Es ist noch nicht allzu lange her, da feierte kabel eins mit einem Marktanteil von 9,6 Prozent in der Zielgruppe einen neuen Rekord. Anfang August vergangenen Jahres war das - den Monat schloss der Sender wenige Wochen später erstmals mit einer Sieben vor dem Komma ab. So mancher im Sender dürfte die Messlatte zu diesem Zeitpunkt gedanklich bereits deutlich höher gehängt haben, doch die Realität sieht inzwischen wieder ganz anders aus.

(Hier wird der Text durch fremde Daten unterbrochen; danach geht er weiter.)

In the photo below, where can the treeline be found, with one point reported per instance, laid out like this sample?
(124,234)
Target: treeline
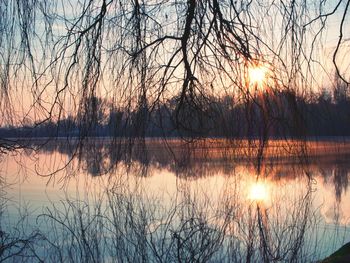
(266,114)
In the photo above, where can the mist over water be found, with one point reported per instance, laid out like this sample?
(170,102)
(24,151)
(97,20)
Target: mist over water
(96,207)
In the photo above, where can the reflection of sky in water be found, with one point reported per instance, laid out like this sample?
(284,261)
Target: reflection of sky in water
(279,192)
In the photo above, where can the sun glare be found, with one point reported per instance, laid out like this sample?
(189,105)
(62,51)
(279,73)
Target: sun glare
(258,192)
(257,74)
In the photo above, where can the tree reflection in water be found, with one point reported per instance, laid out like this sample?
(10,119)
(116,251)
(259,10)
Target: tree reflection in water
(206,209)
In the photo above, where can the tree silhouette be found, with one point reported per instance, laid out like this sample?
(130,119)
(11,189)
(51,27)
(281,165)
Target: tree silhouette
(59,56)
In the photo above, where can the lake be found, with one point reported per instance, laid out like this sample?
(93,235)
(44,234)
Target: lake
(179,201)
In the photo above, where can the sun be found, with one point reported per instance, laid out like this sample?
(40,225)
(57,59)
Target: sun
(257,74)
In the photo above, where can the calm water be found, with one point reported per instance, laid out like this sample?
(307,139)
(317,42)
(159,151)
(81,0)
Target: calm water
(160,207)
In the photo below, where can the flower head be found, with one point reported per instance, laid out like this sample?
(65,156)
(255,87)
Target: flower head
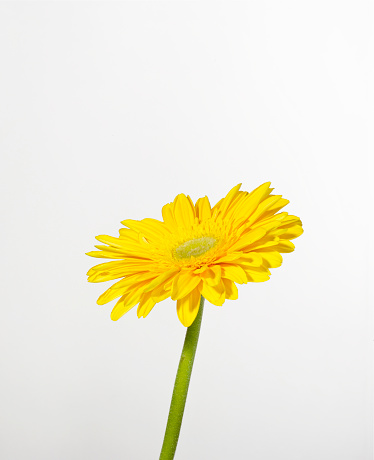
(196,250)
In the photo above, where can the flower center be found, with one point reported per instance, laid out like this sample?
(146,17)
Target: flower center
(195,248)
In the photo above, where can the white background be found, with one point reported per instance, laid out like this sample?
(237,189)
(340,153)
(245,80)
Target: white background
(107,111)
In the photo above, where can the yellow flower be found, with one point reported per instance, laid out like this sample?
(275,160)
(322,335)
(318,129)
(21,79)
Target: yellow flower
(196,250)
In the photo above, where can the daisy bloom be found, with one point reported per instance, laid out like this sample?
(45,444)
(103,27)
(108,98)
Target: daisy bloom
(196,250)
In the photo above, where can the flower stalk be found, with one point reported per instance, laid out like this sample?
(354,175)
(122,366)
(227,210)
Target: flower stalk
(182,380)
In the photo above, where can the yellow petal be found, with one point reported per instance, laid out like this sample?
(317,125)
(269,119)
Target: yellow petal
(188,307)
(212,275)
(161,279)
(145,305)
(231,291)
(203,209)
(234,273)
(271,258)
(184,282)
(109,295)
(127,301)
(248,238)
(214,294)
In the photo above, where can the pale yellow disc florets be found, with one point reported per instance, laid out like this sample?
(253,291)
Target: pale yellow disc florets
(195,247)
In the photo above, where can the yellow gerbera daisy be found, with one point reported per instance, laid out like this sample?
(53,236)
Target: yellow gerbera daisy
(196,251)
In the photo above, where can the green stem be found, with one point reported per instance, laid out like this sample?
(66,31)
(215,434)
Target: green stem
(182,380)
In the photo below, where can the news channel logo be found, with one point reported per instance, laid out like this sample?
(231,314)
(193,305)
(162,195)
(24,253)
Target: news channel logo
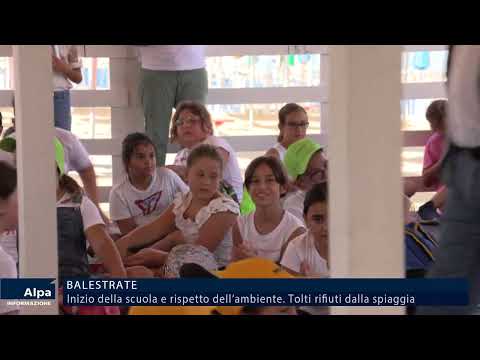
(27,292)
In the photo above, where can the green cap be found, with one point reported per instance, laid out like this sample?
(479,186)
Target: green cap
(247,205)
(298,156)
(59,156)
(8,144)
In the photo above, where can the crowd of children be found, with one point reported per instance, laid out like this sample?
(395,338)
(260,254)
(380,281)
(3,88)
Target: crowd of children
(190,211)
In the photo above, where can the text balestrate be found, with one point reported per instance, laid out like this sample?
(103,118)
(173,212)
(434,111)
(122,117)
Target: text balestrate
(101,285)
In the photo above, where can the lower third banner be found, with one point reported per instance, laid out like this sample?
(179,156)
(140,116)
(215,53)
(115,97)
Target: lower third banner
(263,292)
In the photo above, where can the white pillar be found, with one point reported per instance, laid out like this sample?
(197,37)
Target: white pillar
(366,227)
(36,166)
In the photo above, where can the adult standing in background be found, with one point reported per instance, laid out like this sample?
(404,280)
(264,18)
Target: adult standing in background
(169,75)
(66,66)
(458,255)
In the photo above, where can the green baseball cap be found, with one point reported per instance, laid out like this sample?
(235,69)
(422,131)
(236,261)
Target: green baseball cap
(298,156)
(9,144)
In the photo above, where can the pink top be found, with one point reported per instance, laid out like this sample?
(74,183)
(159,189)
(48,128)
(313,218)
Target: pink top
(433,152)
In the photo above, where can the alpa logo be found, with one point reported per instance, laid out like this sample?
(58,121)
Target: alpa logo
(37,293)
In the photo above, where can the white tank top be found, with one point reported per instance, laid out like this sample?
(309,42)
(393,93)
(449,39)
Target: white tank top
(268,246)
(280,149)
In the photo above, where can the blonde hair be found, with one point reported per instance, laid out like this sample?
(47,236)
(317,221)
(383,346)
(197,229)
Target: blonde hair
(197,109)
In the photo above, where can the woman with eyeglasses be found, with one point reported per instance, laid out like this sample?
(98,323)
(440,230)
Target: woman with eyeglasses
(192,126)
(293,124)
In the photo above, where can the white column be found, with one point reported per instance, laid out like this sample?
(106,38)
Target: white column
(36,166)
(366,227)
(125,73)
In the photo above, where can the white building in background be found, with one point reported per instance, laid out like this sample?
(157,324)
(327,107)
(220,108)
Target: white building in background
(248,84)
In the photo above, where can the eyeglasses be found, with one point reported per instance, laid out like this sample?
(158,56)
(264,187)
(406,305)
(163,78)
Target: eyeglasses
(298,125)
(189,121)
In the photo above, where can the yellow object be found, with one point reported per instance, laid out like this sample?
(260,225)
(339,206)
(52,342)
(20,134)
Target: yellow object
(252,268)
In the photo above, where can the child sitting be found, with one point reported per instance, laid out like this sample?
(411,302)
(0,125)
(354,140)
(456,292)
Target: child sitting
(192,126)
(265,232)
(307,254)
(293,124)
(145,191)
(204,216)
(306,166)
(79,221)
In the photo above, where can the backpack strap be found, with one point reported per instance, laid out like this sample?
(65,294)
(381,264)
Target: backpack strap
(425,233)
(422,245)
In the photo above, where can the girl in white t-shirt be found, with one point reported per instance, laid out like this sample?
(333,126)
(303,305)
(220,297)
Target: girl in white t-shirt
(204,217)
(293,124)
(307,254)
(192,126)
(267,231)
(146,190)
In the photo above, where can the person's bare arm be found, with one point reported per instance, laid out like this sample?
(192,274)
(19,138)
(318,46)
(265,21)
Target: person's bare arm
(89,180)
(126,225)
(273,153)
(148,233)
(215,229)
(65,69)
(105,249)
(299,231)
(431,174)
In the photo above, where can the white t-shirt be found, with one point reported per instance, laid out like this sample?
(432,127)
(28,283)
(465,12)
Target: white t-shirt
(90,214)
(190,229)
(270,245)
(294,204)
(280,150)
(8,269)
(172,57)
(126,201)
(463,120)
(69,54)
(76,156)
(302,249)
(8,241)
(231,172)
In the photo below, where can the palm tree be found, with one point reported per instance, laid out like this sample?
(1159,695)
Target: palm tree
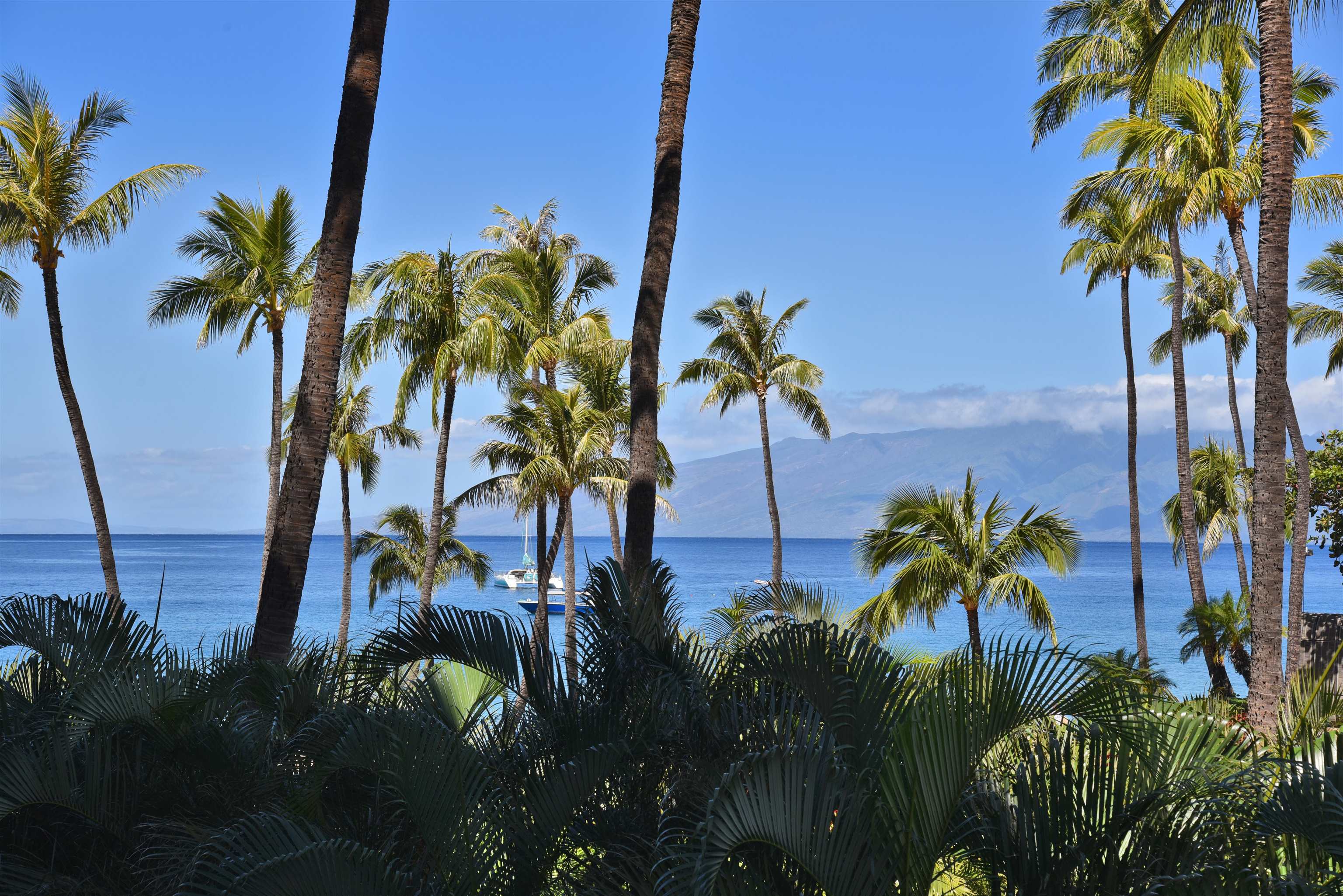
(946,546)
(1311,320)
(647,337)
(1221,499)
(1212,307)
(554,448)
(354,445)
(746,358)
(1229,620)
(1114,245)
(434,319)
(46,177)
(400,556)
(257,273)
(282,581)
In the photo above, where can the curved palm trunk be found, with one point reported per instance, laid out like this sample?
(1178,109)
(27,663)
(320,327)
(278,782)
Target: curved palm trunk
(82,449)
(301,488)
(277,425)
(977,645)
(1135,535)
(777,562)
(1193,559)
(435,510)
(1231,398)
(641,501)
(571,602)
(1297,581)
(348,561)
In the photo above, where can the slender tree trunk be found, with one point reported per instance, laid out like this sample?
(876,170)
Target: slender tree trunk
(82,449)
(571,598)
(1240,558)
(1135,535)
(641,500)
(435,510)
(1301,532)
(1193,559)
(977,645)
(1275,33)
(277,424)
(292,532)
(777,562)
(348,558)
(1297,581)
(1231,398)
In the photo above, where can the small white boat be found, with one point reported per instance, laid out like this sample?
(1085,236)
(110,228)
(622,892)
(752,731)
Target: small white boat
(525,577)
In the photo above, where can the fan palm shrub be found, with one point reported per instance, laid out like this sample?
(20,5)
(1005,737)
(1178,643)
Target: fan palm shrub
(48,206)
(949,547)
(746,359)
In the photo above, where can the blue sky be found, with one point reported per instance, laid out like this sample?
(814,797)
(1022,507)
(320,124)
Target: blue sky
(873,158)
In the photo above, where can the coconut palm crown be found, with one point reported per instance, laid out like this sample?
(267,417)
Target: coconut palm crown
(946,546)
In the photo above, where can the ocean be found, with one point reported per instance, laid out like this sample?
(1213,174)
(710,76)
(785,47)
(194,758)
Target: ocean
(211,585)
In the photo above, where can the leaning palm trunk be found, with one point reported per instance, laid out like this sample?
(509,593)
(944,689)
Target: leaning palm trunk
(1193,561)
(1297,581)
(1135,536)
(435,510)
(277,422)
(348,559)
(82,449)
(571,602)
(286,566)
(641,500)
(777,561)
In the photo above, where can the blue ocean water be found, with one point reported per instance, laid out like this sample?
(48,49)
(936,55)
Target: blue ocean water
(211,585)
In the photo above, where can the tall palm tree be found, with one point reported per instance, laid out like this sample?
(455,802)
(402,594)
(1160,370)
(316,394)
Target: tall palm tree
(647,339)
(1113,246)
(1168,197)
(354,446)
(46,179)
(257,273)
(949,547)
(553,448)
(1221,499)
(1311,320)
(282,582)
(399,554)
(1212,306)
(1229,618)
(601,374)
(433,317)
(746,358)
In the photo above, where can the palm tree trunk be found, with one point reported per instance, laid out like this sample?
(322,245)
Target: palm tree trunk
(435,510)
(1297,582)
(613,520)
(1240,556)
(641,500)
(1135,535)
(348,561)
(571,600)
(82,449)
(977,645)
(1301,532)
(1231,398)
(1193,559)
(777,562)
(282,581)
(277,424)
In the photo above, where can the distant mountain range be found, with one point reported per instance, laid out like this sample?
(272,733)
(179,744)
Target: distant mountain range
(832,490)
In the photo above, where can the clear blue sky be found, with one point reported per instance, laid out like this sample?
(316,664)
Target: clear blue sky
(873,158)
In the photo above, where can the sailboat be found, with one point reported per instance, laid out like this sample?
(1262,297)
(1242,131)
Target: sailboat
(525,577)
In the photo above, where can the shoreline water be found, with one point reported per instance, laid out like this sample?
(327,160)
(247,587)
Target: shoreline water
(211,586)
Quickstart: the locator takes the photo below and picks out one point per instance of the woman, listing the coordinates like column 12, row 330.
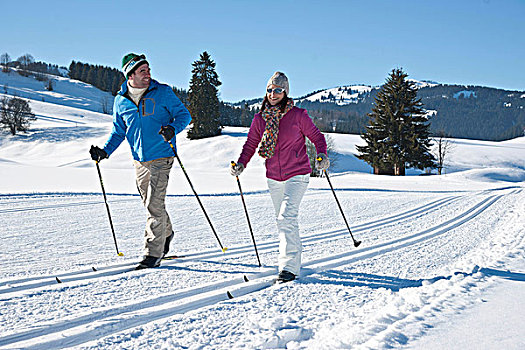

Im ersten Halbjahr 2011 lag der Sender jeweils unter der Marke von sechs Prozent - bloß: woher kommen plötzlich die Probleme? Der Grundstein des Erfolgs war nicht zuletzt die Sitcom-Schiene, die in der Vergangenheit Marktanteile von bis teils mehr als 20 Prozent brachte und selbst so manchen großen Sender neidisch zu kabel eins blicken ließ. Dumm nur, dass sich ausgerechnet die große Schwester ProSieben der Sitcom-Idee bediente und seit einigen Monaten mit wachsendem Erfolg am Nachmittag amerikanische Comedyserien zeigt.
Sehr zum Leidwesen von kabel eins: Dort liegt das einzige Prunktstück inzwischen weitgehend brach. Zwar erzielt "Two and a half Men" selbst nach unzähligen Ausstrahlungen weiterhin zumeist zweistellige Marktanteile, doch auf den Rest kann sich kabel eins schon länger nicht mehr verlassen. Ob "What's Up, Dad?", Al Bundy oder Bill Cosby: Sie alle eint der Misserfolg - und der trifft kabel eins inzwischen besonders hart. Hinzu kommt, dass auch die Primetime zahlreiche Baustellen aufweist, nicht zuletzt am Sonntagabend.
Von "Jumbos Würstchenmillionär" bis hin zu "Urlaub undercover" hat man schon fast alles ausprobiert, künftig soll es nun ausgerechnet der ohnehin schon omnipräsente Charlie Sheen zur besten Sendezeit richten. Äußerst durchwachsen liefen zudem auch die Eigenproduktionen am Dienstagabend: Während kabel eins mit "The Biggest Loser" eine der Quoten-Überraschungen des Frühjahrs im Programm hatte und damit zeitweise sogar Sat.1 schlagen konnte, taten sich "Schluss mit Hotel Mama" oder das gerade erst gezeigte Format "Boris macht Schule" mit Boris Becker äußerst schwer.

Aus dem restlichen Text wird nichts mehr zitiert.